Neden? Neden böyle oldu? Her şey mükemmelken neden? Ben bunu haketmiyordum. Sırf bir özel okula geçtim diye olamazdı bu her şey. Olamazdı. Aklım almıyor. Neden ya neden? Daha öncede birini sevdim,bir çok kişiyi sevdim hiç bir zaman bu kadar acıttığını hissetmemiştim. Çünkü daha önce kimseyi bu kadar sevmemiştim be. Kimseyi. Bu kadar acı bana ağır geliyor artık. 7 yaşımdan beri sürekli acı çekiyorum. Artık bedenim katlanamıyor. Gözlerimden yaşlar süzülmeye devam ederken gözlerimi kapadım ve şarkının sözlerinde kayboldum. Bu şarkının çevirisine daha önceden baktığım için biliyordum sözleri. Ağlamaya devam ettim. Sessizce. Her zaman olduğu gibi. Ağladım,ağladım ve ağladım. Kulağımda çalan müziğin sözlerine dikkat ettim.
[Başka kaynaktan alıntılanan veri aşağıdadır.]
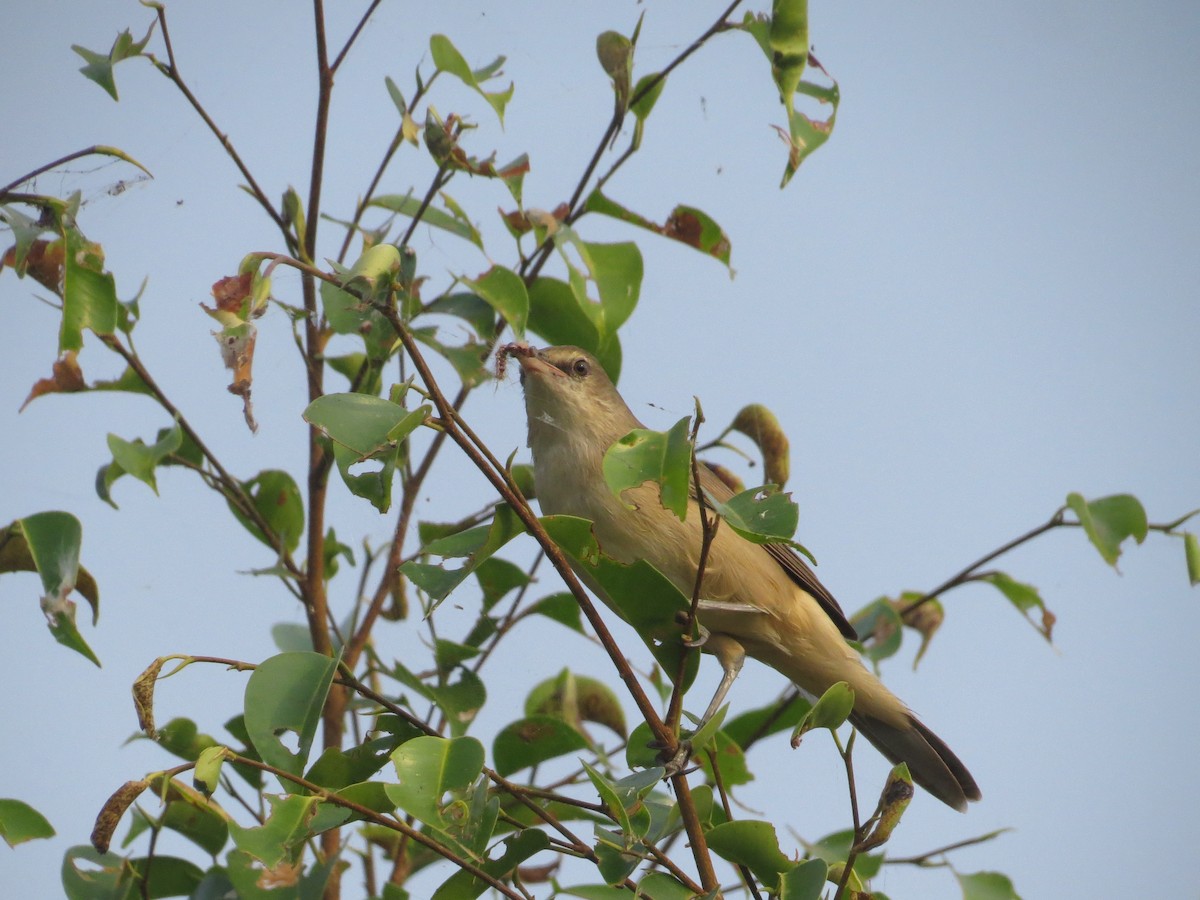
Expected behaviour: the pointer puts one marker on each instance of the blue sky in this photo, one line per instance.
(979, 295)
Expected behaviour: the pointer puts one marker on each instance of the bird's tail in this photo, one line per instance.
(931, 763)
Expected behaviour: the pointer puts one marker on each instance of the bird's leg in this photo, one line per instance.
(731, 655)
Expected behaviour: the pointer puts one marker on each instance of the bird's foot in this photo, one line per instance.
(675, 763)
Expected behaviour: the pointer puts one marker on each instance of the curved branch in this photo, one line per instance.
(172, 71)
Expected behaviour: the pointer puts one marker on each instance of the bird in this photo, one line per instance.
(760, 600)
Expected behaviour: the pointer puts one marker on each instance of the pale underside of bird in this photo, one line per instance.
(756, 600)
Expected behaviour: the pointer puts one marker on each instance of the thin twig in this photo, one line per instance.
(1055, 521)
(354, 36)
(852, 857)
(29, 175)
(172, 72)
(229, 487)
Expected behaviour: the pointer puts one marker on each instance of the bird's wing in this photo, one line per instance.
(787, 559)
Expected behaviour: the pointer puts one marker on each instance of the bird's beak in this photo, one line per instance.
(532, 361)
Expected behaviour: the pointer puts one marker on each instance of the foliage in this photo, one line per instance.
(511, 811)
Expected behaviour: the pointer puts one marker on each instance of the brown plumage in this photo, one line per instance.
(757, 600)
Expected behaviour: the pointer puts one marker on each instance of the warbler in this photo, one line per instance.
(757, 600)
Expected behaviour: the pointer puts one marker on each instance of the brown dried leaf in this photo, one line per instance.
(232, 292)
(684, 227)
(112, 811)
(538, 874)
(66, 377)
(143, 697)
(238, 353)
(42, 262)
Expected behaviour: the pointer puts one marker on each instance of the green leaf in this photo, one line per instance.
(497, 577)
(286, 694)
(337, 769)
(203, 825)
(754, 845)
(1192, 552)
(789, 40)
(987, 886)
(639, 593)
(207, 774)
(556, 315)
(106, 876)
(761, 723)
(1025, 598)
(427, 768)
(448, 59)
(646, 96)
(455, 222)
(645, 455)
(685, 225)
(48, 543)
(623, 799)
(505, 292)
(99, 67)
(805, 881)
(517, 849)
(141, 461)
(1109, 521)
(277, 499)
(532, 741)
(183, 738)
(365, 427)
(467, 359)
(575, 700)
(617, 271)
(469, 307)
(660, 886)
(616, 55)
(19, 822)
(763, 515)
(784, 41)
(286, 828)
(829, 712)
(53, 540)
(475, 544)
(89, 293)
(349, 316)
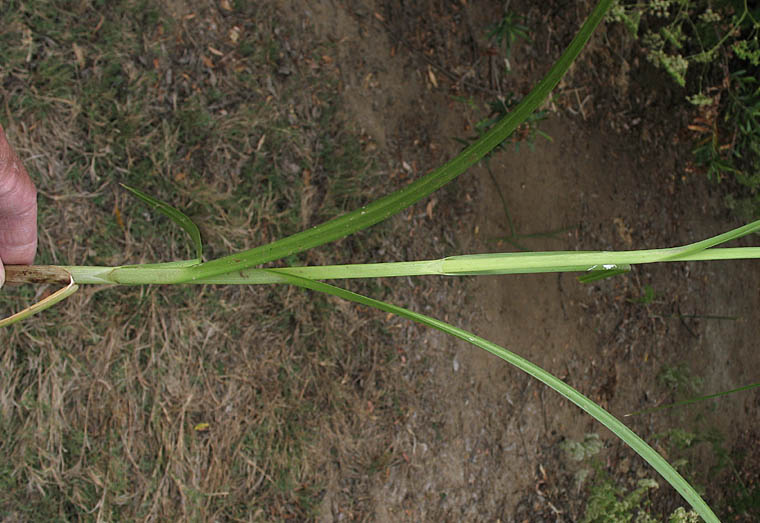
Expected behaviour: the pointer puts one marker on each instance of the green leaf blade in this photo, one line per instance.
(388, 206)
(174, 215)
(601, 415)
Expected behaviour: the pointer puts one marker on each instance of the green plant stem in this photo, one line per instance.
(468, 265)
(394, 203)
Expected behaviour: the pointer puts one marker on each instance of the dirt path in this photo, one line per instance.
(482, 442)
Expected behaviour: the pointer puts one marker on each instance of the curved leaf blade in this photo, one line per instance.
(174, 215)
(605, 418)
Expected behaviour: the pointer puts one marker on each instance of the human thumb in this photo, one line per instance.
(18, 208)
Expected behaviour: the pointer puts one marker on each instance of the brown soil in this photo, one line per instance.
(482, 443)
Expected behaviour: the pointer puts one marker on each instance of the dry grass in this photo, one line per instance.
(193, 403)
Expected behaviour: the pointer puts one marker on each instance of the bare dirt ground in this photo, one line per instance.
(238, 404)
(483, 442)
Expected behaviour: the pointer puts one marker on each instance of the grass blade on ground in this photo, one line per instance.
(605, 418)
(394, 203)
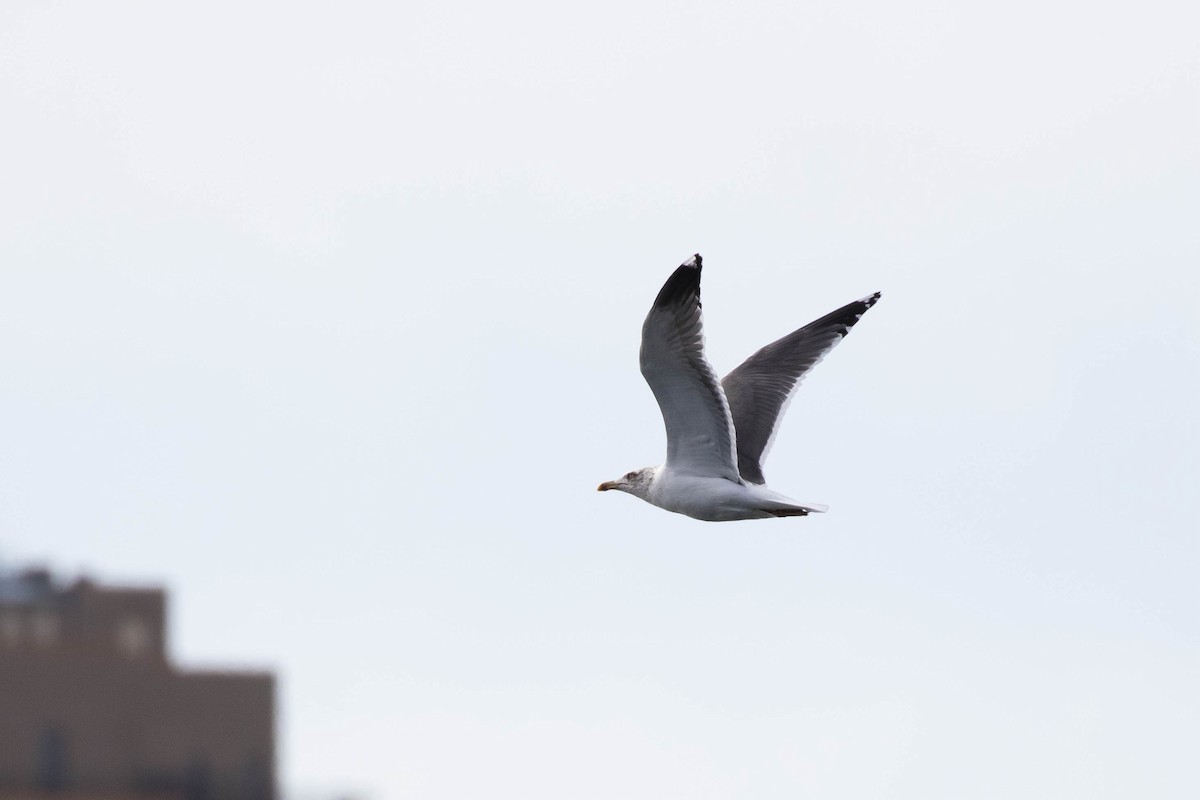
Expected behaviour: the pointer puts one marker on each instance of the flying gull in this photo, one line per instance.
(719, 432)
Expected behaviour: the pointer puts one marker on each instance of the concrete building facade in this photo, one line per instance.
(91, 707)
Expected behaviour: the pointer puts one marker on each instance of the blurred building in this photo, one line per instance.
(91, 707)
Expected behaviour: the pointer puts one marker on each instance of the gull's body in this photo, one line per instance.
(719, 431)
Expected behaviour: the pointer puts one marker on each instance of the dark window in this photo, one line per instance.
(52, 761)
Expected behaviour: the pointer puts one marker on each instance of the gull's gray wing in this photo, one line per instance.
(700, 429)
(760, 390)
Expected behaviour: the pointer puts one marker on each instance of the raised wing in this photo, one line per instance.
(760, 390)
(700, 429)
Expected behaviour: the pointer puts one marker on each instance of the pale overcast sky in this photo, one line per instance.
(327, 316)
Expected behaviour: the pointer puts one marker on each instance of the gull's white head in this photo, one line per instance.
(636, 482)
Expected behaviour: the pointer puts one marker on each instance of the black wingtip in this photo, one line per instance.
(683, 284)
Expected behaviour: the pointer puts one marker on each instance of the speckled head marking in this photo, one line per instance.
(636, 482)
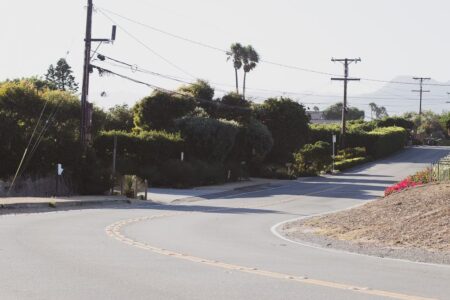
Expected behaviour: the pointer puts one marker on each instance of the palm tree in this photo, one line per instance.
(250, 59)
(236, 53)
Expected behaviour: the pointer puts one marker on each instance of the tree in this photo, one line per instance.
(379, 111)
(119, 117)
(208, 139)
(396, 121)
(160, 110)
(61, 76)
(236, 54)
(334, 112)
(250, 59)
(288, 123)
(232, 106)
(201, 90)
(253, 142)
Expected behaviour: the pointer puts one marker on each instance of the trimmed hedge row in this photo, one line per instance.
(135, 150)
(385, 141)
(350, 163)
(379, 142)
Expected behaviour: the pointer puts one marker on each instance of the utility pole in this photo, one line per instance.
(86, 107)
(86, 72)
(421, 91)
(346, 62)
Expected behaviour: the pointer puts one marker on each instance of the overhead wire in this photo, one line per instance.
(27, 147)
(288, 66)
(145, 45)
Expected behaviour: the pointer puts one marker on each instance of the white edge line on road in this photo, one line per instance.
(275, 232)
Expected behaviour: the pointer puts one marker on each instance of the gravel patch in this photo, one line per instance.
(413, 225)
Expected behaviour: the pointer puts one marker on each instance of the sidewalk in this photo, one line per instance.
(162, 195)
(155, 195)
(42, 202)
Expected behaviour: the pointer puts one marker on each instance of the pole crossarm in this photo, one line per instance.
(421, 91)
(346, 62)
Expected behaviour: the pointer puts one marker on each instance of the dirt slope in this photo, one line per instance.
(417, 218)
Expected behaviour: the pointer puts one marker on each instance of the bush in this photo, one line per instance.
(385, 141)
(160, 110)
(253, 142)
(288, 123)
(313, 158)
(352, 153)
(350, 163)
(135, 150)
(184, 174)
(396, 121)
(275, 171)
(89, 176)
(378, 143)
(208, 139)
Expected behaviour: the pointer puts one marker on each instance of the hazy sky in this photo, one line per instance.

"Hayatımı yaşamak istiyorum
Zalim olmayı değil
Hayatımı yaşamak istiyorum
Seninle de iyi olmak
Ve uçmak istiyorum
Bir daha düşmemek"

Gülümsedim. Evet hayatımı yaşamak istiyordum. Acıyla yaşamaktan kurtulmak istiyordum. Seninle iyi olmak mı? Asla. Olmayacak bir şeyi neden istiyim? Acısız bir hayat istiyordum ben. Mutlu bir şekilde devam eden bir hayat. Evet uçmak istiyordum ama düşmemek üzere. Bu şarkıyı seviyordum. Bana huzur veriyordu. Melodisi ve sözleri.. Bu şarkı anlamlıydı. Tekrar gözlerimi kapadım ve uykunun kollarına kendimi bıraktım..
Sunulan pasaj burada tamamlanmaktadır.